AWS Well-Architected and Serverless: Performance Efficiency

Kay Plößer

December 10th, 2020

And just like that – welcome to the last part in our “Well-Architected and Serverless” series. We hope it’s been informative, insightful, and fun for you, to explore the five pillars of the AWS Well-Architected Framework (WAF) with us!

Read the previous posts:

Part 1: Security Pillar
Part 2: Operational Excellence Pillar
Part 3: Reliability Pillar
Part 4: Cost Optimization Pillar

So let’s look into the last – Performance Efficiency (PERF) – pillar.

The Performance Efficiency Pillar

The PERF pillar is all about using cloud resources efficiently. This also includes efficient operation if the demand changes.

Do you deliver the most efficient solution to your customers?

This is a recurring question you should ask yourself a few times a year. This means selecting the right services for your requirements and thinking about what those requirements really are.

If you don’t communicate correctly with your customers, it could be that you want to deliver them something they aren’t interested in paying for. For example, if you can make a service deliver results in under 100ms time, but your customers would be okay to get them in a few seconds, you can save on engineering time and resource cost that such a high-performance system would otherwise require.

The PERF, COST, and REL pillars can be traded for each other to get the best solutions for your business.

Let’s look into the four parts that make up the PERF pillar, to understand how to achieve this.

Selection

There are many services in the AWS portfolio, so you should take some time to research before using one of them. A focus on serverless architecture removes a huge chunk of services from this list. But sometimes, it can be beneficial to use a non-serverless service for parts of your business. If you need real-time performance, an architecture based on Lambda functions may not cut it, and you have to look into containers.

These services also can be configured in different ways. Lambda alone comes in many sizes. So even if you only focus on serverless technology, think about how each of these services can be used most efficiently.

Maybe you need that DynamoDB Accelerator to meet your business requirement. Maybe, you need a global table to get latency down to an acceptable level. But maybe you don’t and can focus your optimization efforts on different aspects of your system.

Review

Use infrastructure as code and automated performance tests. This way, you’re able to review new options faster and see if they improve efficiency in a meaningful way.

You need well-defined technical and business metrics to measure things. As I said, it’s cool if you can deliver something in real-time, but if nobody wants to pay for it, don’t invest time into optimization here.

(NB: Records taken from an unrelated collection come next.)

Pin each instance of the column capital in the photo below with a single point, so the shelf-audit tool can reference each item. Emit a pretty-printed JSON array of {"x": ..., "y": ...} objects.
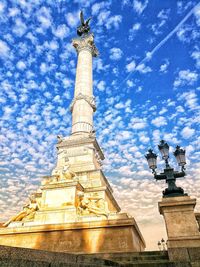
[{"x": 85, "y": 43}]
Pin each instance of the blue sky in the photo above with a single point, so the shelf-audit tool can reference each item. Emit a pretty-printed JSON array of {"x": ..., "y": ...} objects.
[{"x": 146, "y": 83}]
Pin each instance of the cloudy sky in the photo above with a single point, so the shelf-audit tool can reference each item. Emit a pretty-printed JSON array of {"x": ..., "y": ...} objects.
[{"x": 145, "y": 82}]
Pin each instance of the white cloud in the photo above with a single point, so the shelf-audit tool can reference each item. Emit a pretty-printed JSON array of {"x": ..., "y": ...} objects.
[
  {"x": 13, "y": 12},
  {"x": 159, "y": 121},
  {"x": 142, "y": 68},
  {"x": 104, "y": 18},
  {"x": 44, "y": 17},
  {"x": 43, "y": 68},
  {"x": 196, "y": 56},
  {"x": 190, "y": 100},
  {"x": 163, "y": 67},
  {"x": 115, "y": 53},
  {"x": 98, "y": 6},
  {"x": 131, "y": 66},
  {"x": 21, "y": 65},
  {"x": 130, "y": 83},
  {"x": 197, "y": 14},
  {"x": 185, "y": 77},
  {"x": 139, "y": 6},
  {"x": 113, "y": 22},
  {"x": 4, "y": 49},
  {"x": 72, "y": 19},
  {"x": 101, "y": 86},
  {"x": 138, "y": 123},
  {"x": 20, "y": 27},
  {"x": 187, "y": 132},
  {"x": 61, "y": 31},
  {"x": 136, "y": 27}
]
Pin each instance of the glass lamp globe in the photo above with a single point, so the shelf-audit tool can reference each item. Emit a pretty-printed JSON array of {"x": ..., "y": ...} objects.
[
  {"x": 179, "y": 154},
  {"x": 151, "y": 159},
  {"x": 164, "y": 149}
]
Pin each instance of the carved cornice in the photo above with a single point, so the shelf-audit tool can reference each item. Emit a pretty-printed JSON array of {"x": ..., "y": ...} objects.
[
  {"x": 89, "y": 99},
  {"x": 86, "y": 43}
]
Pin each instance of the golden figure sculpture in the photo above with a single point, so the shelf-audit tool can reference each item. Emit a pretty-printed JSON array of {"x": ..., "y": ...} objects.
[
  {"x": 95, "y": 205},
  {"x": 67, "y": 174},
  {"x": 27, "y": 213}
]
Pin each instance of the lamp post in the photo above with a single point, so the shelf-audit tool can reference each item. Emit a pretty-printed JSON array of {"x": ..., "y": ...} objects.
[{"x": 169, "y": 173}]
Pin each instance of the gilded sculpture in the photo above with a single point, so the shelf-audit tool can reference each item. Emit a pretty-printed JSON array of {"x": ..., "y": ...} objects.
[
  {"x": 27, "y": 213},
  {"x": 84, "y": 28}
]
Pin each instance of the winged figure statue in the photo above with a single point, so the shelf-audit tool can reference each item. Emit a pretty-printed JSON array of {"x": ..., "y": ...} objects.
[{"x": 84, "y": 28}]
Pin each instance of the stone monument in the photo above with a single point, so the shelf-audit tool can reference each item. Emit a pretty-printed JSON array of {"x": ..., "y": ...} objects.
[{"x": 74, "y": 209}]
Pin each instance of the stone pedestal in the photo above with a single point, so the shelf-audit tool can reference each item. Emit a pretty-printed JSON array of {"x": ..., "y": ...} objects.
[
  {"x": 181, "y": 225},
  {"x": 116, "y": 234}
]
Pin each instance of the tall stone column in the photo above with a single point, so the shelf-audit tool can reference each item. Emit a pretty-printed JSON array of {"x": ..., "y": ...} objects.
[{"x": 83, "y": 104}]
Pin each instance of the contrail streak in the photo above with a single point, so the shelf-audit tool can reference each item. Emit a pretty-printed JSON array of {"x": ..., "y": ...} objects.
[{"x": 158, "y": 46}]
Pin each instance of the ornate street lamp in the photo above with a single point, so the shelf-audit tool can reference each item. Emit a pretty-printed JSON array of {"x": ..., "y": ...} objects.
[{"x": 169, "y": 173}]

Paying for it includes all costs here. Not just the operational costs but also the costs of implementing the solution. More often than not, the engineering building the solution can be the highest price point.

Monitoring

Always monitor your system; otherwise, you don’t really know what it’s doing. This is true for every pillar. If you build your system based on some assumptions, it could still fail to meet your goals in practice. After all, they were just assumptions.

You have to gather production data about your efficiency and try to use this real data for your architecture’s next iterations. This might be a sobering experience, especially the first few times you do this, but remember, it’s all about getting the right result. It doesn’t help anyone but your ego if everyone just thinks you were right.

For small-scale serverless environments, AWS CloudWatch could easily do the job, as it provides just enough data for metrics for invocations, but doesn’t have the ability to deep dive into retries, cold starts, memory usage, or cost.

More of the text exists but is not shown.